I see alot of you guys posting great pics of newly aquired Parnis watches and I have no idea where you are getting them. Where is the best place to see and buy a great selection of parnis watches. I have looked on ebay and mabye I'm overlooking something, but I just dont see most of the models you guys are buying. o| Help would be appreciated! Thanks guys.


----------



## Zoodles95 (Mar 9, 2006)

Some Parnis sellers have been kicked off the bay. This might be because some of their models bear a striking similarity to Panerai and U-Boat watches.:think:

Look under Watches then search Parnis and you might see some of those models sneak back in. Maybe I bought some just in time!:-!


----------



## Foxglove (Apr 15, 2009)

http://www.:-x:-x:-x:-x:-x:-x:-x:-x:-x:-x.com/homagehome.htmlJackson Tse sells some Parnis under the "homage" category.

Also bunch on ebay.







http://jewelry.shop.ebay.com/items/Watches__parnis_W0QQ_catrefZ1QQ_dmptZWristwatchesQQ_flnZ1QQ_sacatZ14324QQ_trksidZp3286Q2ec0Q2em282


----------



## balla (Jun 6, 2008)

Try www.manbushijie.com and join the site for cheaper prices.
This is who I got my two Parnis dress watches from, Via Ebay but he has since been kicked off. He is a good seller who has a fast(at least to me) delivery service.


----------



## R/T Hemi (Feb 14, 2009)

Looks like parnistime is back up. Unfortunately i already spent more than i wanted with another dealer.


----------



## mabmojo (Feb 26, 2007)

There does seem to be less listed than was before.

The pilots look awsome!

Here is a link to the current parnis watches on ebay

http://rover.ebay.com/rover/1/711-5...stomid=&ext=parnis+watch&satitle=parnis+watch


----------



## Zoodles95 (Mar 9, 2006)

Keep an eye on the trading forum as well. Parnis do come up for sale from time to time.


----------



## ackord02 (Apr 13, 2009)

1 hot timekeeper

 
 
 
  

http://www.siswatch727.com/showroom...717806671017346&productId=1240478615796009291


----------



## RogerP (Mar 7, 2007)

Mine have all been e-bay purchases.
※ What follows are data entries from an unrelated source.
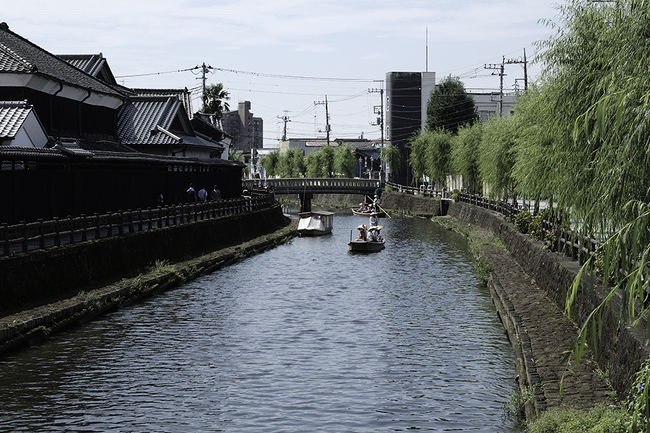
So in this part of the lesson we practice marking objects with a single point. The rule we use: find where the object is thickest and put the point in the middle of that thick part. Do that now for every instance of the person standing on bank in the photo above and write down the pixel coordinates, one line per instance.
(203, 195)
(215, 194)
(190, 194)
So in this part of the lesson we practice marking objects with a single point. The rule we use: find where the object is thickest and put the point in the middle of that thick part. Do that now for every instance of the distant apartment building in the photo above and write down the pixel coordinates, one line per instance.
(407, 94)
(488, 103)
(245, 129)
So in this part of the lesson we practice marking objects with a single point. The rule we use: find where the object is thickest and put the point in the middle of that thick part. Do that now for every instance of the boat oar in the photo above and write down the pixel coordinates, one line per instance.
(380, 208)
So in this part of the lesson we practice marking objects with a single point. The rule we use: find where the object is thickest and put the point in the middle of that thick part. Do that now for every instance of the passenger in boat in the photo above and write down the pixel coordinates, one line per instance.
(373, 234)
(373, 219)
(378, 233)
(363, 234)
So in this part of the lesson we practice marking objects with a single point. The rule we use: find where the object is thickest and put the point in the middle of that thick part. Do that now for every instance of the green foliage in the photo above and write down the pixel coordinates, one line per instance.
(497, 156)
(522, 221)
(313, 165)
(450, 107)
(430, 155)
(344, 161)
(390, 154)
(515, 407)
(600, 419)
(464, 156)
(637, 402)
(291, 164)
(326, 158)
(535, 227)
(270, 163)
(214, 100)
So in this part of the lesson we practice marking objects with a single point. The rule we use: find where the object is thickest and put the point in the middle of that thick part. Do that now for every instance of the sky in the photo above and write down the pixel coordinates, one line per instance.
(284, 56)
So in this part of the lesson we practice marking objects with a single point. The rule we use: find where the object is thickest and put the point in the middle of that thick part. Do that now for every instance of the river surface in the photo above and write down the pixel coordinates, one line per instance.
(303, 338)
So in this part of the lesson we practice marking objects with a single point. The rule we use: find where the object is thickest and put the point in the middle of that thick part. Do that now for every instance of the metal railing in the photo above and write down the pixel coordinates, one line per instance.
(562, 239)
(40, 234)
(324, 185)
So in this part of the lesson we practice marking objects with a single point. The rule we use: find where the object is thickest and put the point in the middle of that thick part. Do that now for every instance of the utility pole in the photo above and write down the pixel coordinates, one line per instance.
(524, 62)
(500, 68)
(327, 118)
(380, 122)
(285, 119)
(204, 70)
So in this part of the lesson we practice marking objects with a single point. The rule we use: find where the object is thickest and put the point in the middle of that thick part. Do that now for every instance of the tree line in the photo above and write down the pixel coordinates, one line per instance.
(327, 162)
(580, 139)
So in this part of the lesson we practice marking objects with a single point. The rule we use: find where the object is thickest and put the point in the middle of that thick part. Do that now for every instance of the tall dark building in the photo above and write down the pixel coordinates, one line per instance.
(407, 94)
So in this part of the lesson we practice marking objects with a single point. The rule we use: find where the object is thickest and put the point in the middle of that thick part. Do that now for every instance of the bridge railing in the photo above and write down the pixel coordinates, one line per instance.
(561, 238)
(297, 185)
(424, 190)
(24, 237)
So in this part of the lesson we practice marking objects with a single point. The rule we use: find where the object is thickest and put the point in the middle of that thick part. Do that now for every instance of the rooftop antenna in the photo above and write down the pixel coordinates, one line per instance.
(427, 51)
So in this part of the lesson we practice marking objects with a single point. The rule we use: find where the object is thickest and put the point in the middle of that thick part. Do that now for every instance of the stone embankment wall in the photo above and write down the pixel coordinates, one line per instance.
(622, 348)
(412, 204)
(35, 278)
(33, 325)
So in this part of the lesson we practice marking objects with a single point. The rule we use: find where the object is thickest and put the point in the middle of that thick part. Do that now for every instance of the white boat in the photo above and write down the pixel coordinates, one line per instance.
(361, 246)
(315, 223)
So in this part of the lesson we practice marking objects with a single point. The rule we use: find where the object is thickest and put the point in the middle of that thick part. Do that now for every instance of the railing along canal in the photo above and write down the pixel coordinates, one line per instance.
(24, 237)
(563, 239)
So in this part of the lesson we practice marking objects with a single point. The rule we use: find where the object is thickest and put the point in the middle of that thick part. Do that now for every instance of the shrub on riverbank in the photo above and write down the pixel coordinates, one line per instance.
(600, 419)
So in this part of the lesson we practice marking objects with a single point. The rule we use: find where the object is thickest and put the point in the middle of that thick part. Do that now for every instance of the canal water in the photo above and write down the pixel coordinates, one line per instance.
(303, 338)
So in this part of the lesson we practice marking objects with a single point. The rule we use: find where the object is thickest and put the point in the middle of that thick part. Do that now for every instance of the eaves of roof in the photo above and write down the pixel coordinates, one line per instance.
(12, 117)
(18, 55)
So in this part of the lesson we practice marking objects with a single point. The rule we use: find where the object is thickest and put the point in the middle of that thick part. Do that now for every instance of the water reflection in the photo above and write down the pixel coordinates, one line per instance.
(302, 338)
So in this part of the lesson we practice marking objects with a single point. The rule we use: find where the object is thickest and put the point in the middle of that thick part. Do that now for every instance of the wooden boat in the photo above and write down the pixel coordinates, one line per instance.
(361, 246)
(380, 214)
(315, 223)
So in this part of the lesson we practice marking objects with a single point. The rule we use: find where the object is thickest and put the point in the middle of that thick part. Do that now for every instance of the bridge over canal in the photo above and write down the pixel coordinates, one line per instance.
(306, 188)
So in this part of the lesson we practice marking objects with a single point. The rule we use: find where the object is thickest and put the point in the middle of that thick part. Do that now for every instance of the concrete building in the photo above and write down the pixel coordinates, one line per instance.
(407, 94)
(487, 103)
(246, 130)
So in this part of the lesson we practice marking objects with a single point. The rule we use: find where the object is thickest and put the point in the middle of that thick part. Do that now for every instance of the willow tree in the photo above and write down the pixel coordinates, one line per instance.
(497, 156)
(597, 82)
(344, 161)
(417, 158)
(535, 143)
(392, 158)
(438, 156)
(464, 156)
(270, 162)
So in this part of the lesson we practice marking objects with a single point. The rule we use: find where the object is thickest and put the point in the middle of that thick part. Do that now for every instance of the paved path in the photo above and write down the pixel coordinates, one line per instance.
(550, 333)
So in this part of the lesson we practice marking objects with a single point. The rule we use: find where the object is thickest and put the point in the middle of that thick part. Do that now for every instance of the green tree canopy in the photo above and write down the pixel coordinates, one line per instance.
(215, 100)
(344, 161)
(497, 156)
(391, 156)
(270, 163)
(450, 106)
(464, 156)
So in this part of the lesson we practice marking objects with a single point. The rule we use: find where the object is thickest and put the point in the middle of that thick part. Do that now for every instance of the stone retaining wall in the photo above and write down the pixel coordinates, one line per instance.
(38, 277)
(622, 348)
(33, 325)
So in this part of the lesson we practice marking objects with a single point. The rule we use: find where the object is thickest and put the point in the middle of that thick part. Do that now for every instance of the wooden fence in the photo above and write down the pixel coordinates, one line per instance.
(23, 237)
(562, 239)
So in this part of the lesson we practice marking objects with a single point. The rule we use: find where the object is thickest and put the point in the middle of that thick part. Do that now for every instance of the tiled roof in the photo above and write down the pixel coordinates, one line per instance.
(89, 63)
(12, 62)
(19, 53)
(142, 118)
(183, 95)
(12, 116)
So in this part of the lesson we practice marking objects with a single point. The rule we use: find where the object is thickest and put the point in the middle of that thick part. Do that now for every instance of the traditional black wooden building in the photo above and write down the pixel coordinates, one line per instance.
(84, 166)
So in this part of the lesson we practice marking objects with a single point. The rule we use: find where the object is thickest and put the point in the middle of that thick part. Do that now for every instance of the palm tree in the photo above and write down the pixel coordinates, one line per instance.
(214, 100)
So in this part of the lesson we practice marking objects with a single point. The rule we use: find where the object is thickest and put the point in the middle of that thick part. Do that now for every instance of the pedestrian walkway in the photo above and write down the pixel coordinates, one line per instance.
(548, 333)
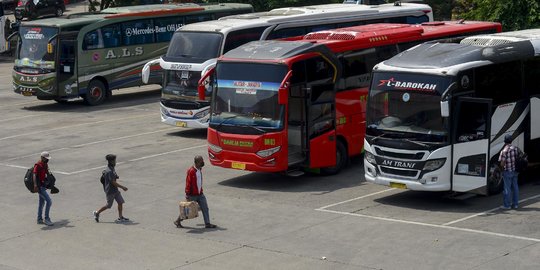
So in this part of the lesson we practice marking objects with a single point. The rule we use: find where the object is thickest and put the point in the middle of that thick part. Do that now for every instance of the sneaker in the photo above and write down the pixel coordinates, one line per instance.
(48, 222)
(122, 219)
(178, 224)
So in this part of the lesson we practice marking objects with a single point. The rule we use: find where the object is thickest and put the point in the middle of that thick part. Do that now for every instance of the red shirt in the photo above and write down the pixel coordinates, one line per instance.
(191, 182)
(41, 169)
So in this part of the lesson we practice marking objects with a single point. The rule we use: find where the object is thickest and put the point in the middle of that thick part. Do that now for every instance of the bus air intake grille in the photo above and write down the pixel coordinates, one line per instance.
(412, 156)
(406, 173)
(320, 35)
(182, 105)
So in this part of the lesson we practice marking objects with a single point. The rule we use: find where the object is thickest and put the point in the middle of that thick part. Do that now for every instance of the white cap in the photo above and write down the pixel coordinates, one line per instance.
(46, 155)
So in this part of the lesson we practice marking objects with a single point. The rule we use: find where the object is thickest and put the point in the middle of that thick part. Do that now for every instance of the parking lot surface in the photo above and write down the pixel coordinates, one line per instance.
(265, 221)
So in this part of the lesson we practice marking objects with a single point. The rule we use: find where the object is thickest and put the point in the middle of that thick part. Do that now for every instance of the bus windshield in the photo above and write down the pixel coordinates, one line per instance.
(407, 106)
(33, 47)
(247, 95)
(194, 47)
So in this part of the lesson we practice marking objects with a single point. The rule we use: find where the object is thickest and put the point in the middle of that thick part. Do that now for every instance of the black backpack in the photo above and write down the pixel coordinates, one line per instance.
(28, 180)
(522, 161)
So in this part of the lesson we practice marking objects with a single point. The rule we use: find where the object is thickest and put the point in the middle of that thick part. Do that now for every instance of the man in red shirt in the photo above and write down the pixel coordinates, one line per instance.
(41, 169)
(194, 192)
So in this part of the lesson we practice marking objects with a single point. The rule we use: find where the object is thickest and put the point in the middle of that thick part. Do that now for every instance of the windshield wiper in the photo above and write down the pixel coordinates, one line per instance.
(262, 131)
(225, 119)
(416, 142)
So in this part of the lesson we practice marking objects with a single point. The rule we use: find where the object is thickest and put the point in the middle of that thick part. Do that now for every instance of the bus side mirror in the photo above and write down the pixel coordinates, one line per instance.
(283, 96)
(145, 73)
(445, 109)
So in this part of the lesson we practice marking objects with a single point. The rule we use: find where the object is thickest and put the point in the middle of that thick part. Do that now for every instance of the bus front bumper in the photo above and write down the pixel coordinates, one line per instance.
(427, 182)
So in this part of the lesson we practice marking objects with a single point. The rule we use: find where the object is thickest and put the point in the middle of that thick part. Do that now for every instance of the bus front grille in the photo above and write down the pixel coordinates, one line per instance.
(410, 156)
(405, 173)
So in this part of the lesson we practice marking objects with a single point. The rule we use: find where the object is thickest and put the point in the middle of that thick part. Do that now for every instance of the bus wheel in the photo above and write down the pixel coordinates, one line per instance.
(342, 159)
(96, 93)
(495, 180)
(61, 101)
(59, 12)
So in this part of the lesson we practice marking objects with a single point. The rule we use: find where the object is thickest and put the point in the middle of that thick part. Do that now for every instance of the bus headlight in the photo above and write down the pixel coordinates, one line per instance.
(202, 114)
(369, 157)
(215, 148)
(268, 152)
(434, 164)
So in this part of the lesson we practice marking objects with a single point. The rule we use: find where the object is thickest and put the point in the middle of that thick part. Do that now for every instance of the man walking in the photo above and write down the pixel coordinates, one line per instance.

All auctions, and all bought for less (two significantly so) than the "buy it now" straight sale prices.

Roger


----------



## nuj (Nov 18, 2007)

i bought mine from parniswatches.com. you have to register inorder to get a discount. here is mine, just bought it a few weeks ago


----------



## Connor Smith (Apr 8, 2012)

Parnis Outlet is another good seller!


----------



## Mikgsxr (Dec 6, 2012)

Gong Wei at manbushie is awesome


----------